Paul Nelson, a contemporary of Chareau, articulates perfectly what I find so refreshing about this piece of early modernism. This is the farthest you can get from the modernist "object in the landscape" fetish; this building is all wrapped up in its urban context and cranky upstairs neighbors. The outcome was borne from a collaboration of the designer, architect, craftsmen, and the owners; where every aspect of function was studied, reviewed and designed for.
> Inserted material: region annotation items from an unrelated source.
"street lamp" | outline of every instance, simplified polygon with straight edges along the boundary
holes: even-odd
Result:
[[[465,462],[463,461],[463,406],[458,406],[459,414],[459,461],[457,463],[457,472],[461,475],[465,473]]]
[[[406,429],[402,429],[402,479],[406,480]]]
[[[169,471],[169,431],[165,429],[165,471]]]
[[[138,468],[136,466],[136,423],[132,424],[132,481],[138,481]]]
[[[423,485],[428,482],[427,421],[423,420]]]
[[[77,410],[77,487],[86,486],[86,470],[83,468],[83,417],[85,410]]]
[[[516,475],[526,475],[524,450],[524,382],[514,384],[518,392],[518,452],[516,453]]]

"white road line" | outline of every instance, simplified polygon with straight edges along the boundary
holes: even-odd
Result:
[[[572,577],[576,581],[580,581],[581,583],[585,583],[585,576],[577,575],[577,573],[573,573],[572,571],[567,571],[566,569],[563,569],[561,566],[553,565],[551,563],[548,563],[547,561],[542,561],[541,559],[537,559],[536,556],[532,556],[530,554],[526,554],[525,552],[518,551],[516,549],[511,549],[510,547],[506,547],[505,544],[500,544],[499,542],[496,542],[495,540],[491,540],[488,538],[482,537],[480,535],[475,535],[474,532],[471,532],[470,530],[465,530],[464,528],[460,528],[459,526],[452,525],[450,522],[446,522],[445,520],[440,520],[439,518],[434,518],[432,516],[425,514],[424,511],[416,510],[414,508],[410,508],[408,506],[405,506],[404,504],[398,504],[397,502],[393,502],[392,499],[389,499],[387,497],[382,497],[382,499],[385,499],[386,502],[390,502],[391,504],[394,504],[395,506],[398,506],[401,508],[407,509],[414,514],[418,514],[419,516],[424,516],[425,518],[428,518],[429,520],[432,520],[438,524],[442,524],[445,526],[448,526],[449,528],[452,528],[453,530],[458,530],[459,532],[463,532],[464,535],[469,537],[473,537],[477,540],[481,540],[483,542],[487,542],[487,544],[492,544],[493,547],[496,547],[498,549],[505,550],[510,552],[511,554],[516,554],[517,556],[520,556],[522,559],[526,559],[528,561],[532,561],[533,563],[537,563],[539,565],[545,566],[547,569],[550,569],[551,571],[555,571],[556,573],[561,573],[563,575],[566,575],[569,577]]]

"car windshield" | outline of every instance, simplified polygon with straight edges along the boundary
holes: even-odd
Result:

These details weren't designed for aesthetic cohesion as in a Frank Lloyd Wright structure - they were designed to be solutions to specific habitational issues that the Dalsaces voiced. This is the epitome of "Integrated Project Delivery," decades before that term warranted invention. And the result? Functional beauty. 

For further reading, I highly suggest The New York Times article "The Best House in Paris" by the (insanely lucky) architectural critic Nicolai Ouroussoff who was able to inhabit Maison de Verre and interview the new owner. If you are interested in seeing Maison de Verre in action, there is this delightfully French video complete with sepia 1930's style reenactment.  Minute 12:00 shows the awesome exterior lighting and minute 20:00 to the end is a compilation of the intricate moving parts.

 Maison de Verre's entrance and the post's author, back when she thought orange hair was cool.  

Maison de Verre's entrance and the post's author, back when she thought orange hair was cool.